The development comes even as Ethiopia forges ahead with the construction of a mega hydro electric dam on River Nile which Egypt says will greatly affect its shares of the waters.
The move to build the water treatment plant is therefore seen as a strategy by Egypt to cushion itself in case of water problems in the future.
“We are only doing what we need to do so we can solve a potential problem,” said Sisi on state television.
“In order to use water efficiently, we are building a plant. We are aware (of every eventuality) and are prepared” to face them, he added.
Egypt relies almost totally on the Nile for irrigation and drinking water.It banks on treaties from 1929 and 1959 which grant it 87 percent of the Nile’s flow, as well as the power to veto upstream projects.

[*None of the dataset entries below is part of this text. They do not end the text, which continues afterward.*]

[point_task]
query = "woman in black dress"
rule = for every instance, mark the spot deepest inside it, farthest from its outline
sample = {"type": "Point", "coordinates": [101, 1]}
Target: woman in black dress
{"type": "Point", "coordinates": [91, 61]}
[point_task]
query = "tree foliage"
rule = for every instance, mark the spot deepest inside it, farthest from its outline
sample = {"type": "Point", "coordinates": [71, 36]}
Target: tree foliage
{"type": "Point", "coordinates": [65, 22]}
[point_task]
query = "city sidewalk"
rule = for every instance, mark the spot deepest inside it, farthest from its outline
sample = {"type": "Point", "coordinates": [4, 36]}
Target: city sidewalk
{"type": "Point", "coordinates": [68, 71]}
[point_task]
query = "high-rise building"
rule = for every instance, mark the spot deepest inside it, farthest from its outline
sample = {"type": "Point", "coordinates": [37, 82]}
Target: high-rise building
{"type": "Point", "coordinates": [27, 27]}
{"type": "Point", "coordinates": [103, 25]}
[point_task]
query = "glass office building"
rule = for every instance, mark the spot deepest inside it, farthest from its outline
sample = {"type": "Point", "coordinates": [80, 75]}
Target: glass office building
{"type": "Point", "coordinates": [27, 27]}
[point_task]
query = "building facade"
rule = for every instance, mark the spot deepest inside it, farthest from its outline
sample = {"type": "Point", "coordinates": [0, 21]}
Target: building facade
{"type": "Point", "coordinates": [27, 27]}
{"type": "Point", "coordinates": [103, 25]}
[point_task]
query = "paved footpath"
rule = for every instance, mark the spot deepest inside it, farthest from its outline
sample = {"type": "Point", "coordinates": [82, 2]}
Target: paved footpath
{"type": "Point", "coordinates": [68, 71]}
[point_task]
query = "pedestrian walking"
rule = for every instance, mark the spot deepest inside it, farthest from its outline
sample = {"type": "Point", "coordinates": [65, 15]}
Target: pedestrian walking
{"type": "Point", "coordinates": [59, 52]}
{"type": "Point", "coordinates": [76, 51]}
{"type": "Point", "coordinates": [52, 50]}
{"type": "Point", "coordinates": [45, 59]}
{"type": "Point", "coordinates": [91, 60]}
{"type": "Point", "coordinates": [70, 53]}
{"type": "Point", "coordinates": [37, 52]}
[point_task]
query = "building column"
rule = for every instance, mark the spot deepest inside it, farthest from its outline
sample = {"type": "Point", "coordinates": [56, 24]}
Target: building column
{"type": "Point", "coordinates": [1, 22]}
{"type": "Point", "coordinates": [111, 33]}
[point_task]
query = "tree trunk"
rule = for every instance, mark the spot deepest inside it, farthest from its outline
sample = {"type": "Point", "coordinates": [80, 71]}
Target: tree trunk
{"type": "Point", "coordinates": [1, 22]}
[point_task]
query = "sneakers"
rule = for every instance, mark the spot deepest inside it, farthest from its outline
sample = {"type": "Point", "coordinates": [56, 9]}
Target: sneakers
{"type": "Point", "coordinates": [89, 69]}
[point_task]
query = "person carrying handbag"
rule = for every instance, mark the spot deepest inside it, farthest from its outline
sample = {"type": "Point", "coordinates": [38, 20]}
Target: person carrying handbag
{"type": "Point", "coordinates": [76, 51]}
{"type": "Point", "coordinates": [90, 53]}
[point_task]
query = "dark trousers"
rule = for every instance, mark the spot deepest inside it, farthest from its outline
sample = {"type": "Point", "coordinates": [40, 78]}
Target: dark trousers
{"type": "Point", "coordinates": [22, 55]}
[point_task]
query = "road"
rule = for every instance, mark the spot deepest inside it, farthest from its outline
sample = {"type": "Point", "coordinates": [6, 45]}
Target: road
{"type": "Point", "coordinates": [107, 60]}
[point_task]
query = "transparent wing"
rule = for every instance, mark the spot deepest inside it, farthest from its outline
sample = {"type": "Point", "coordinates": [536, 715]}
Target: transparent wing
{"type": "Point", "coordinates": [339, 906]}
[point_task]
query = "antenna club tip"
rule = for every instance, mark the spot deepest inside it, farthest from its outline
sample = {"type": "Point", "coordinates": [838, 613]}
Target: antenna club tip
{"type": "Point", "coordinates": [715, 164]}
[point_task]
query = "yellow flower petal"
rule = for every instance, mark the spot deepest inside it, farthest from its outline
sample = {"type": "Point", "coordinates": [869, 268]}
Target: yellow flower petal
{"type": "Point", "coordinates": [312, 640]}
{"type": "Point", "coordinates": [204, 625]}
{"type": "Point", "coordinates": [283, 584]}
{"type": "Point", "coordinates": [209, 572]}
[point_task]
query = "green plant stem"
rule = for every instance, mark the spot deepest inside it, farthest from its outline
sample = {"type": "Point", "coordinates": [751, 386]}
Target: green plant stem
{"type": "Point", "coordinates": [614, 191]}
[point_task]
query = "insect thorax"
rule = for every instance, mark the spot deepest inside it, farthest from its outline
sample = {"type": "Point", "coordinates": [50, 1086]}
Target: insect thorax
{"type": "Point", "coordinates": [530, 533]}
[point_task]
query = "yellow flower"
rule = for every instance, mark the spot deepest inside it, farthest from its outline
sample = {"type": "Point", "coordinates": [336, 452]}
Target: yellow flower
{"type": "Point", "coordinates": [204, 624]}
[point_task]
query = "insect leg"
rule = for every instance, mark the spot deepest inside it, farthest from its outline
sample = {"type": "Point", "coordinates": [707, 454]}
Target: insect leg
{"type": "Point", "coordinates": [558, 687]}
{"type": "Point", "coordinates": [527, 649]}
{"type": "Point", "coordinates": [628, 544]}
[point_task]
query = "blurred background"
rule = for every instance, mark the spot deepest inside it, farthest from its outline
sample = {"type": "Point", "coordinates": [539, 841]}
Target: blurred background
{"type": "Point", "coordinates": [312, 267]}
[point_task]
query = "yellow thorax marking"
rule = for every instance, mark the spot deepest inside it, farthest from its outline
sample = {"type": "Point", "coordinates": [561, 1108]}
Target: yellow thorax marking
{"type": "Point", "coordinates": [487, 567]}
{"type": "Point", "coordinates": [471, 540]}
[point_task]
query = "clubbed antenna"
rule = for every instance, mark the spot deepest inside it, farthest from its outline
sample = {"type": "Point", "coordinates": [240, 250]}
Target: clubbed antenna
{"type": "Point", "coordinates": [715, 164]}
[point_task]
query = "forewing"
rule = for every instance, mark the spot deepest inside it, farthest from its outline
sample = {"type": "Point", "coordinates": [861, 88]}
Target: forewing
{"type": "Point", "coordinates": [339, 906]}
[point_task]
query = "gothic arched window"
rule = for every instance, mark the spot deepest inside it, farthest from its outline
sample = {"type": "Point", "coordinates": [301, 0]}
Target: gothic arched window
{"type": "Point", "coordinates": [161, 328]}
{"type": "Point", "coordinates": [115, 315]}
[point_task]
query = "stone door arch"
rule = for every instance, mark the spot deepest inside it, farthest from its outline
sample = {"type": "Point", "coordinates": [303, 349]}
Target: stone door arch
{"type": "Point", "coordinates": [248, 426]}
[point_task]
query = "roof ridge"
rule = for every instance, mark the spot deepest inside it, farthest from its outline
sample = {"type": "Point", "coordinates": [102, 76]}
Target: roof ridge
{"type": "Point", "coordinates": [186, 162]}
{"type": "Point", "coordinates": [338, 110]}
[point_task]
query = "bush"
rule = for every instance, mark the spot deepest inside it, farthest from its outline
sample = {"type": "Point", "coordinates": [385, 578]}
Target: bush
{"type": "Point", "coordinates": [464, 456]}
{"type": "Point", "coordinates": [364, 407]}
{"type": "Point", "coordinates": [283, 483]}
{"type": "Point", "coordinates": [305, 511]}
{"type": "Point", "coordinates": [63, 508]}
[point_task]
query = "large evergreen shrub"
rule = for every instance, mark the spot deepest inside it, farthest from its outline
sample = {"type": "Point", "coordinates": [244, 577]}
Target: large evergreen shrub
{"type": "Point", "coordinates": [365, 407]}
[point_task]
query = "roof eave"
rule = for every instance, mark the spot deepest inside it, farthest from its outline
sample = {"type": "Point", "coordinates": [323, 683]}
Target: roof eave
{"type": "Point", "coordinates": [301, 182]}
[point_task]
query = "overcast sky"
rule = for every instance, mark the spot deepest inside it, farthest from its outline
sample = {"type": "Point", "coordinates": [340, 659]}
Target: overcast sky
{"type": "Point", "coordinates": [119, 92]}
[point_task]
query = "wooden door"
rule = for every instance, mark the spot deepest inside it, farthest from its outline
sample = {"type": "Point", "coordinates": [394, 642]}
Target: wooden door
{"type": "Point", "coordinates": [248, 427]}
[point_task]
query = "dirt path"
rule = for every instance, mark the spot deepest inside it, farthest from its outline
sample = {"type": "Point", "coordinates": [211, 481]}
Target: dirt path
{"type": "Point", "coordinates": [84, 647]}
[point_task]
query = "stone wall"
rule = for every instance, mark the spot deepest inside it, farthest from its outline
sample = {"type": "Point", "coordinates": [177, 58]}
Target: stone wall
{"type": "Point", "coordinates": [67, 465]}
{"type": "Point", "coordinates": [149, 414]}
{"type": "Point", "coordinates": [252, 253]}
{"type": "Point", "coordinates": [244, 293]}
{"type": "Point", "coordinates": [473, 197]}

In November last year, Egypt called on the World Bank to intervene on the dam that is being built on the Nile.
Ethiopia maintains that the Grand Renaissance Dam’s construction will not reduce Egypt’s share of the river. It insists the dam is needed for development saying it will continue with its construction.
Once complete, the Grand Renaissance Dam will be the largest hydropower facility in Africa (about 6 000 MW) – nearly triple the country’s current electricity generation capacity – and represent a potential economic windfall for the government.
Egyptian has emphasized the need for reaching a fair deal on the Ethiopian dam saying its water rights and interests come first. Now in its seventh year of construction, The Ethiopian dam has faced a myriad of challenges but the country promises to soldier on with the project.
According to media reports, the Grand Renaissance Dam is almost 60% complete.